Machine learning is about using data to take action. This post will explain common steps that are taking when using machine learning in the analysis of data. In general, there are five steps when applying machine learning.
- Collecting data
- Preparing data
- Exploring data
- Training a model on the data
- Assessing the performance of the model
- Improving the model
We will go through each step briefly
Step One, Collecting Data
Data can come from almost anywhere. Data can come from a database in a structured format like mySQL. Data can also come unstructured such as tweets collected from twitter. However you get the data, you need to develop a way to clean and process it so that it is ready for analysis.
There are some distinct terms used in machine learning that some coming from traditional research may not be familiar.
- example-An example is one set of data. In an excel spreadsheet, an example would be one row. In empirical social science research, we would call an example a respondent or participant.
- Unit of observation-This is how an example is measured. The units can be time, money, height, weight, etc.
- feature-A feature is a characteristic of an example. In other forms of research, we normally call a feature a variable. For example, ‘salary’ would be a feature in machine learning but a variable in traditional research.
Step Two, Preparing Data
This is actually the most difficult step in machine learning analysis. It can take up to 80% of the time.
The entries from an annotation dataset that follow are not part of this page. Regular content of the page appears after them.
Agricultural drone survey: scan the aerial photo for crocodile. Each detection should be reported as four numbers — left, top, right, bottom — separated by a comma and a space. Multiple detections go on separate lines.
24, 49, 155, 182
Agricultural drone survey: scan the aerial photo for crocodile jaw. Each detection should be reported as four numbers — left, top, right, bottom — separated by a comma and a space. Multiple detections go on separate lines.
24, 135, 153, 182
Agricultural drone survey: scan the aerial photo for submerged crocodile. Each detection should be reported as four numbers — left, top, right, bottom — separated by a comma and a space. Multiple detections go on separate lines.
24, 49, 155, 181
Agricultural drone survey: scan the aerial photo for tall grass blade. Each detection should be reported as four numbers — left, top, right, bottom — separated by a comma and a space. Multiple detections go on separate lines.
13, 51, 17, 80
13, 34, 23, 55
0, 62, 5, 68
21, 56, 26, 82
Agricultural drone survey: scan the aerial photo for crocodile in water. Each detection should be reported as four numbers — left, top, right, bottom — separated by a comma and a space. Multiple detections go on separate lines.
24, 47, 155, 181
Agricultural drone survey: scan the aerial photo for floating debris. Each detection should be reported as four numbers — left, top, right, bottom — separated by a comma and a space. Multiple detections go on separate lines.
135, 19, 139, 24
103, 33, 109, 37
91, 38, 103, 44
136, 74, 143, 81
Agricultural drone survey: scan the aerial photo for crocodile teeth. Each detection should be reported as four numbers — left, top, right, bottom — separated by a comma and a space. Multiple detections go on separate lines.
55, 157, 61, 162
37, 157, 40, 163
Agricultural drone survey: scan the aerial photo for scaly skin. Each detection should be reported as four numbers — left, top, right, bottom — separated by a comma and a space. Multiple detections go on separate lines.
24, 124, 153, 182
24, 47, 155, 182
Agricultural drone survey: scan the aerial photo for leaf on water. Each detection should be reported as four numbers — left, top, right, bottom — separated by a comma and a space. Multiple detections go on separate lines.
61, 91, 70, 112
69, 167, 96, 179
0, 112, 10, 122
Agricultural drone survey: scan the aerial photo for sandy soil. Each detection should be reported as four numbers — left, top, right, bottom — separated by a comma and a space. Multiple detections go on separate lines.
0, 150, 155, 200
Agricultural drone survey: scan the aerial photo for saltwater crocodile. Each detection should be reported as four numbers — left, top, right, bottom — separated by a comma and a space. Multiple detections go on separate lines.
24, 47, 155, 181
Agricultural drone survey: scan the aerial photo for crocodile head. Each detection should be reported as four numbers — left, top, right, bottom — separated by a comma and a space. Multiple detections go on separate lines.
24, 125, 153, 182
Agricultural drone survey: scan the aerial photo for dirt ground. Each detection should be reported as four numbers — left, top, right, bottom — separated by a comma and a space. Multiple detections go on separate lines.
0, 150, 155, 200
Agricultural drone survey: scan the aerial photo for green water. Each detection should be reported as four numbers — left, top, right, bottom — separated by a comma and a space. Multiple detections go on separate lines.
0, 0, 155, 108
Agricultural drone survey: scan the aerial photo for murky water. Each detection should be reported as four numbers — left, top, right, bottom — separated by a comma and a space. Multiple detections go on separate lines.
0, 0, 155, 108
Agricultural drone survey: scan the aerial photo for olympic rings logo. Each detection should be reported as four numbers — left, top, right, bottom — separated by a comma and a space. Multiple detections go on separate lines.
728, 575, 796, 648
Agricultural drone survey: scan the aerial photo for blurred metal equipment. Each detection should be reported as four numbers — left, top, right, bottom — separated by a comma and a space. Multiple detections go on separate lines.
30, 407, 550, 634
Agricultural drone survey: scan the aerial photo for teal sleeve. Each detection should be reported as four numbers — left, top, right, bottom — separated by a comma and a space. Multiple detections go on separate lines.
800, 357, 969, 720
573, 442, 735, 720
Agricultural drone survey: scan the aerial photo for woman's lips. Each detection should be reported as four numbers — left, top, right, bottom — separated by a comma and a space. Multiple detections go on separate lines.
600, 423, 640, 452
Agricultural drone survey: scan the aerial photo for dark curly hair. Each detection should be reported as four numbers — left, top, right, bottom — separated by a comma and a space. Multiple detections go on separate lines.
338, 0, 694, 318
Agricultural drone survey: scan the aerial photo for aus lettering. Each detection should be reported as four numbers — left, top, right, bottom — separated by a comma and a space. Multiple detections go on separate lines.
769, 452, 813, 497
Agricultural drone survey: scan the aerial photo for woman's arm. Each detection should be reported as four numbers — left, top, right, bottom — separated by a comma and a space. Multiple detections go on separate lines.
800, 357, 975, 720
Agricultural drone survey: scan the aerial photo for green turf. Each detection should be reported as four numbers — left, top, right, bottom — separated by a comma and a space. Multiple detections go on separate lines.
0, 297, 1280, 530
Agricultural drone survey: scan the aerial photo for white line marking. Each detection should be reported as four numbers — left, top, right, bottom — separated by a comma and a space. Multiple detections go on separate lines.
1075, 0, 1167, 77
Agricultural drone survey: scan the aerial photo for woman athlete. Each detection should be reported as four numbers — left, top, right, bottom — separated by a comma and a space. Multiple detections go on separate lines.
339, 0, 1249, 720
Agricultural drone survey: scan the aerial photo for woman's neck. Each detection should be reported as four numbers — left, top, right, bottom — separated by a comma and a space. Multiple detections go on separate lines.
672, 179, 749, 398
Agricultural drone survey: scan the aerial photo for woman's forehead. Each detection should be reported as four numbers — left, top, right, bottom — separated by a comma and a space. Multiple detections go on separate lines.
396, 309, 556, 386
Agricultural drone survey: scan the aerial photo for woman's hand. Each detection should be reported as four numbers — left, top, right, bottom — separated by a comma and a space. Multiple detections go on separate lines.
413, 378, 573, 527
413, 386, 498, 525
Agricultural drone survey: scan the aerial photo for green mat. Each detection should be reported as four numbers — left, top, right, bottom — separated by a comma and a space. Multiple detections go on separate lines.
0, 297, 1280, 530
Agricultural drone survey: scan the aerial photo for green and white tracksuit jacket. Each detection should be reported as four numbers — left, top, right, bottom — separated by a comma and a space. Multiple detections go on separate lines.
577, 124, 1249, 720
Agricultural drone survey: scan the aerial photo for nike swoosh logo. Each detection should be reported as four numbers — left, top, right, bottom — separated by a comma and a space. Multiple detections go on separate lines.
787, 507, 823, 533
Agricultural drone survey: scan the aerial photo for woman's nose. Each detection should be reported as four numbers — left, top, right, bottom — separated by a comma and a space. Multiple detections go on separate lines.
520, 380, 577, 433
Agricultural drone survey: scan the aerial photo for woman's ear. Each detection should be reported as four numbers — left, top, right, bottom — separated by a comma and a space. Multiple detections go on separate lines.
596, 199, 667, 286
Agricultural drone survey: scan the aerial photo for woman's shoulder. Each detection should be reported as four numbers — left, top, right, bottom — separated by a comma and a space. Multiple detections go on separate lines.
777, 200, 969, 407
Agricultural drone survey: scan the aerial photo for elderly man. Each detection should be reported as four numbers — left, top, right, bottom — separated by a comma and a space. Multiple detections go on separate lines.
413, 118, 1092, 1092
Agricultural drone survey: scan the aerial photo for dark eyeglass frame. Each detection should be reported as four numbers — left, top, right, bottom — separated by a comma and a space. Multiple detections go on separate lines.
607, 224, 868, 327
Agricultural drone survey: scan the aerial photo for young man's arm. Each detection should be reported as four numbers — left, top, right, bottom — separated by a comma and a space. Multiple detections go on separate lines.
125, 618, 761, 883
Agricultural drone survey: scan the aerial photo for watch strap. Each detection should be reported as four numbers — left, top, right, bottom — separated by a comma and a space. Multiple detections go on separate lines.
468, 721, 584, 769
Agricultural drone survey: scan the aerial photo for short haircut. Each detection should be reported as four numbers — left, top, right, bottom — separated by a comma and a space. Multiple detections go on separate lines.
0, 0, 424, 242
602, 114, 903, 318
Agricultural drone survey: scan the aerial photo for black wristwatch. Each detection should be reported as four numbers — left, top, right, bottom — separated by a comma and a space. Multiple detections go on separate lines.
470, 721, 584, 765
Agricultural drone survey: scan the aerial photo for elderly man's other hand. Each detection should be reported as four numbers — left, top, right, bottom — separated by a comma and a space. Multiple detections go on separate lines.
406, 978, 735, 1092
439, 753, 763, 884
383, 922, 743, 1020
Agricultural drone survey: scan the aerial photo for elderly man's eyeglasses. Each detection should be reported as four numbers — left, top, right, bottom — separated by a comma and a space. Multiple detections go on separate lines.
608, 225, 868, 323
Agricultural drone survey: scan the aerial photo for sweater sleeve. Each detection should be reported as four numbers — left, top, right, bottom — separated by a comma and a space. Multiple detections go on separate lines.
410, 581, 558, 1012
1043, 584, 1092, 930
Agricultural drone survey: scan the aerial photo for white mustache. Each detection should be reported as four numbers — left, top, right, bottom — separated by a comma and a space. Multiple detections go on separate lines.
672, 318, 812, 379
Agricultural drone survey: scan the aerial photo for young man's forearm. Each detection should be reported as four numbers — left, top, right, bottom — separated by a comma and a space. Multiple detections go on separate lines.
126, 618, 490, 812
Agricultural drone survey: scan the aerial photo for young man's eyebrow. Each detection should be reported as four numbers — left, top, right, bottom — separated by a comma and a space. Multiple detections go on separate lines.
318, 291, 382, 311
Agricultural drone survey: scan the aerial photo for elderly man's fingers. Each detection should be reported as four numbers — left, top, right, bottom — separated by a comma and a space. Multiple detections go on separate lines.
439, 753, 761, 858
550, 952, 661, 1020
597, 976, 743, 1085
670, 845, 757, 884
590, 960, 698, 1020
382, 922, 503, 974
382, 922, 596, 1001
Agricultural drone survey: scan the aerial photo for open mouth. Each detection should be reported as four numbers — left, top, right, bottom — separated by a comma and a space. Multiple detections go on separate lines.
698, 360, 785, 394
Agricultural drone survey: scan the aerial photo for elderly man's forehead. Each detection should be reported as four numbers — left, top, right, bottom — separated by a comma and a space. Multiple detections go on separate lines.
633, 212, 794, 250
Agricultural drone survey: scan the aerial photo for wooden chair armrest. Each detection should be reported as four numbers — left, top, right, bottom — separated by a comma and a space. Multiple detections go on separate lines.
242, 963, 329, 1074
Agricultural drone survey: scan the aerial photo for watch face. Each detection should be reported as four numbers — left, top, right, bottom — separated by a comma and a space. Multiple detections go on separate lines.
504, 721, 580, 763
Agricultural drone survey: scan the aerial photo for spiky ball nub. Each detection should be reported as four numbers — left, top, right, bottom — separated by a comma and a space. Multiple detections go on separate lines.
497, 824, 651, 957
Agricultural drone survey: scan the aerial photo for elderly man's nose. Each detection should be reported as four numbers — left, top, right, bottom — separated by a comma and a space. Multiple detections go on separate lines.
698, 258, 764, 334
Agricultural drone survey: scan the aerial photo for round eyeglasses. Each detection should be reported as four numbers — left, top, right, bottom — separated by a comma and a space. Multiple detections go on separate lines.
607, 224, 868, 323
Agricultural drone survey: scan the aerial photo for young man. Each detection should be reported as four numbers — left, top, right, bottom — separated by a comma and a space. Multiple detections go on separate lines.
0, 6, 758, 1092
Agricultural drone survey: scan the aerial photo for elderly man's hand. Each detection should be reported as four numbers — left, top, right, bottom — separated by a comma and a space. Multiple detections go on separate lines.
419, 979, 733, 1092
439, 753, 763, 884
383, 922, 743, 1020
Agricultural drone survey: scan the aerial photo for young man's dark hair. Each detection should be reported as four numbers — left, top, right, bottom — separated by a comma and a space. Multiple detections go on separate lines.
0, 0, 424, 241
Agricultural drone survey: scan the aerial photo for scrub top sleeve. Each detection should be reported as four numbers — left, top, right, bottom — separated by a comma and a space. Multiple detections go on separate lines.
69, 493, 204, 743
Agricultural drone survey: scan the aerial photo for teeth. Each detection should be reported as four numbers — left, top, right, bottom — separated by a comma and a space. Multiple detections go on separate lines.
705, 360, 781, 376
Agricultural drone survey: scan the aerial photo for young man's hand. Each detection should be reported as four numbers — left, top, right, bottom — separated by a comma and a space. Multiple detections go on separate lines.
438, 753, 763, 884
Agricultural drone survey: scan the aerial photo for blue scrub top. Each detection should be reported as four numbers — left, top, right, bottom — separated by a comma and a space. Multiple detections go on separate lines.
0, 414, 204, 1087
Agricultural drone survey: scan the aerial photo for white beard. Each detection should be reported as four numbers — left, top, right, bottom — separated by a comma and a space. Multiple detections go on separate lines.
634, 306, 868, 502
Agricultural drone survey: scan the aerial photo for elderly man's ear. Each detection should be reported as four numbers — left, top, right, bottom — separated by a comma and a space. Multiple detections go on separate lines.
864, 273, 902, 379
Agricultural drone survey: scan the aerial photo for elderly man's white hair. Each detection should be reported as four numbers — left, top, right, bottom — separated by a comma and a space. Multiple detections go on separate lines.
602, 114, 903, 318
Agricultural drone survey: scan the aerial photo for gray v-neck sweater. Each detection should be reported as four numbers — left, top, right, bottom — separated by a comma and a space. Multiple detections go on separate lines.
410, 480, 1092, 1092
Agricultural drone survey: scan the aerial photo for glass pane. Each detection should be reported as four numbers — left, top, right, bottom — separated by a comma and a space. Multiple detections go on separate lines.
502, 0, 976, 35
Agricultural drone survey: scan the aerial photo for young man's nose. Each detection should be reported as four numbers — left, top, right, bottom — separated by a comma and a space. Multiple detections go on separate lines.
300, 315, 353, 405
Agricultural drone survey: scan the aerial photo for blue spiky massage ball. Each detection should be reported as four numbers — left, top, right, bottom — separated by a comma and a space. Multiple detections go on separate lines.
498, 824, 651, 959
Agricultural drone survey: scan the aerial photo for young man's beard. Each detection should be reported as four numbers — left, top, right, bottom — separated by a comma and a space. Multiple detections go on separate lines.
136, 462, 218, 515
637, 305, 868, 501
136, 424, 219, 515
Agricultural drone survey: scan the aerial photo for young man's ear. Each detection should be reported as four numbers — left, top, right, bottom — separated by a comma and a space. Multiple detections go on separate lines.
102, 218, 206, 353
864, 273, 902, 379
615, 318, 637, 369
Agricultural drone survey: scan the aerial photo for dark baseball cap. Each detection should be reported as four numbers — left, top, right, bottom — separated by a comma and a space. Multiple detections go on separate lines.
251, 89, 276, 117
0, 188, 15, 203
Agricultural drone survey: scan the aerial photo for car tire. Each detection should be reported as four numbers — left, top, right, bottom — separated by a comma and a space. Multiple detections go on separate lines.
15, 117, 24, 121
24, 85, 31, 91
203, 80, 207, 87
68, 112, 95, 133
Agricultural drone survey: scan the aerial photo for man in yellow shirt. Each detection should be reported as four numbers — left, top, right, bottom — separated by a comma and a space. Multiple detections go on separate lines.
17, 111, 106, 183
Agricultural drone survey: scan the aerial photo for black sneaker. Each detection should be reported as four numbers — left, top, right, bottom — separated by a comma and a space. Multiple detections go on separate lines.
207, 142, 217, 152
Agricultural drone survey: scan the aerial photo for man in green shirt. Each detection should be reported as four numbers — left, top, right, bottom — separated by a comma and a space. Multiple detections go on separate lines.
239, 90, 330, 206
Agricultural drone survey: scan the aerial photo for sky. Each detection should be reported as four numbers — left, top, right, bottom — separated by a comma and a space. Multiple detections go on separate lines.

With data coming from multiple sources and in multiple formats it is a real challenge to get everything where it needs to be for an analysis.
Missing data needs to be addressed, duplicate records, and other issues are a part of this process. Once these challenges are dealt with it is time to explore the data.
Step Three, Explore the Data
Before analyzing the data, it is critical that the data is explored. This is often done visually in the form of plots and graphs but also with summary statistics. You are looking for some insights into the data and the characteristics of different features. You are also looking out for things that might be unusually such as outliers. There are also times when a variable needs to be transformed because there are issues with normality.
Step Four, Training a Model
After exploring the data, you should have an idea of what you want to know if you did not already know. Determining what you want to know helps you to decide which algorithm is most appropriate for developing a model.
To develop a model, we normally split the data into a training and testing set. This allows us to assess the model for its strengths and weaknesses.
Step Five, Assessing the Model
The strength of the model is determined. Every model has certain biases that limit its usefulness. How to assess a model depends on what type of model is developed and the purpose of the analysis. Whenever suitable, we want to try and improve the model.
Step Six, Improving the Model
Improve can happen in many ways. You might decide to normalize the variables in a different way. Or you may choose to add or remove features from the model. Perhaps you may switch to a different model.
Success in data analysis involves have a clear path for achieving your goals. The steps presented here provide one way of tackling machine learning.